Data from the WHO reveals that 1 in every 10 infants around the globe is born prematurely. A total of 15 million babies are born around the world and the number of preterm birth rates continuous to rise, due to air pollution, Huffington Post reports. Several factors like maternal health status and poverty still count as significant reasons for preterm births.
However, recent studies reveal that air pollution is becoming a major risk factor for births that occurs at 37 weeks or earlier.
Data gathered in the study also revealed that there are already 2.7 million preterm births recorded across 183 countries in 2010. These preterm births are already associated with air pollutants known as particulate matter, or PM, found in polluted air.
PM is defined by The Guardian as a form of air pollution that causes the hazy appearance in the air. Besides reducing visibility, it can also penetrate the longs and can lead to health problems. Particulate matters are a by-product of diesel-run vehicles and burning of agricultural waste.

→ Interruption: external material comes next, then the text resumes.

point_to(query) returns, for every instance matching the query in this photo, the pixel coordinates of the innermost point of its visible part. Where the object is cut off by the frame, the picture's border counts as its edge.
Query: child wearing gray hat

The research was conducted at the Stockholm Environment Institute of the London School of Hygiene and Tropical Medicine as well as the University of Colorado. Previous studies conducted in this institution also reveals that air pollution in the uterus might also create negative impacts to the unborn child's birth weight, or the likelihood of being born preterm.
Although some experts treat air pollution as a "conservative" risk for preterm birth, immediate actions to attempt in reducing the global rate of premature births remains to be a priority worldwide.